Satellite imagery can help better predict volcanic eruptions by monitoring changes in surface temperature near volcanoes.
- A recent study used data collected by NASA satellites to conduct a statistical analysis of surface temperatures near volcanoes that erupted from 2002 to 2019.
- The results showed that surface temperatures near volcanoes gradually increased in the months and years prior to eruptions.
- The method was able to detect potential eruptions that were not anticipated by other volcano monitoring methods, such as eruptions in Japan in 2014 and Chile in 2015.
How can modern technology help warn us of impending volcanic eruptions?
One promising answer may lie in satellite imagery. In a recent study published in Nature Geoscience, researchers used infrared data collected by NASA satellites to study the conditions near volcanoes in the months and years before they erupted.
The results revealed a pattern: Prior to eruptions, an unusually large amount of heat had been escaping through soil near volcanoes. This diffusion of subterranean heat — which is a byproduct of "large-scale thermal unrest" — could potentially represent a warning sign of future eruptions.
Conceptual model of large-scale thermal unrestCredit: Girona et al.
For the study, the researchers conducted a statistical analysis of changes in surface temperature near volcanoes, using data collected over 16.5 years by NASA's Terra and Aqua satellites. The results showed that eruptions tended to occur around the time when surface temperatures near the volcanoes peaked.
Eruptions were preceded by "subtle but significant long-term (years), large-scale (tens of square kilometres) increases in their radiant heat flux (up to ~1 °C in median radiant temperature)," the researchers wrote.
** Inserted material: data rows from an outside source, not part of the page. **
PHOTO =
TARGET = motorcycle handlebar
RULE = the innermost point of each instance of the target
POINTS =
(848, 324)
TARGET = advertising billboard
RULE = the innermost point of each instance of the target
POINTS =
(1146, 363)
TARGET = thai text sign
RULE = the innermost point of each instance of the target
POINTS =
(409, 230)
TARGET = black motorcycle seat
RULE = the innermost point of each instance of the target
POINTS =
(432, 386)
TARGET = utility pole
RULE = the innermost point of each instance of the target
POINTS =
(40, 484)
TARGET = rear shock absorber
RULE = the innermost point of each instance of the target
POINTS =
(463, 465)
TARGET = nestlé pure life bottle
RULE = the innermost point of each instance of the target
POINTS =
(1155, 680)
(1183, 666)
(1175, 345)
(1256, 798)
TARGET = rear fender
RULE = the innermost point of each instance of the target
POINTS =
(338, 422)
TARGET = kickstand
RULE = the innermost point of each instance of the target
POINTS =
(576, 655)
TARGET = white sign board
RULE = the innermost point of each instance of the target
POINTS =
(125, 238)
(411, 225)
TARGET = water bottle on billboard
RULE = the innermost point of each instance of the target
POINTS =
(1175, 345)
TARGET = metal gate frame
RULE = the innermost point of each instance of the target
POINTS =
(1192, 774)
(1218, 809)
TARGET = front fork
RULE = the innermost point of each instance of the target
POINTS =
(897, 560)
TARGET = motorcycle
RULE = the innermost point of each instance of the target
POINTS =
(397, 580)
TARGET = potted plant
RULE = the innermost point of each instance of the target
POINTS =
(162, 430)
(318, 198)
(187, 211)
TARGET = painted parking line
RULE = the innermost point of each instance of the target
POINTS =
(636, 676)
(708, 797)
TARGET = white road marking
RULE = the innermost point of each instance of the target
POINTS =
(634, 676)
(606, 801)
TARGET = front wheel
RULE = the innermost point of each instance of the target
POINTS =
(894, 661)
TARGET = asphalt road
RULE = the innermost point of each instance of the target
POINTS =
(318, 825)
After eruptions, surface temperatures reliably decreased, though the cool-down period took longer for bigger eruptions.
"Volcanoes can experience thermal unrest for several years before eruption," the researchers wrote. "This thermal unrest is dominated by a large-scale phenomenon operating over extensive areas of volcanic edifices, can be an early indicator of volcanic reactivation, can increase prior to different types of eruption and can be tracked through a statistical analysis of little-processed (that is, radiance or radiant temperature) satellite-based remote sensing data with high temporal resolution."
Temporal variations of target volcanoesCredit: Girona et al.
Although using satellites to monitor thermal unrest wouldn't enable scientists to make hyper-specific eruption predictions (like predicting the exact day), it could significantly improve prediction efforts. Seismologists and volcanologists currently use a range of techniques to forecast eruptions, including monitoring for gas emissions, ground deformation, and changes to nearby water channels, to name a few.
Still, none of these techniques have proven completely reliable, both because of the science and the practical barriers (e.g. funding) standing in the way of large-scale monitoring. In 2014, for example, Japan's Mount Ontake suddenly erupted, killing 63 people. It was the nation's deadliest eruption in nearly a century.
In the study, the researchers found that surface temperatures near Mount Ontake had been increasing in the two years prior to the eruption. To date, no other monitoring method has detected "well-defined" warning signs for the 2014 disaster, the researchers noted.
The researchers hope satellite-based infrared monitoring techniques, combined with existing methods, can improve prediction efforts for volcanic eruptions. Volcanic eruptions have killed about 2,000 people since 2000.
"Our findings can open new horizons to better constrain magma–hydrothermal interaction processes, especially when integrated with other datasets, allowing us to explore the thermal budget of volcanoes and anticipate eruptions that are very difficult to forecast through other geophysical/geochemical methods."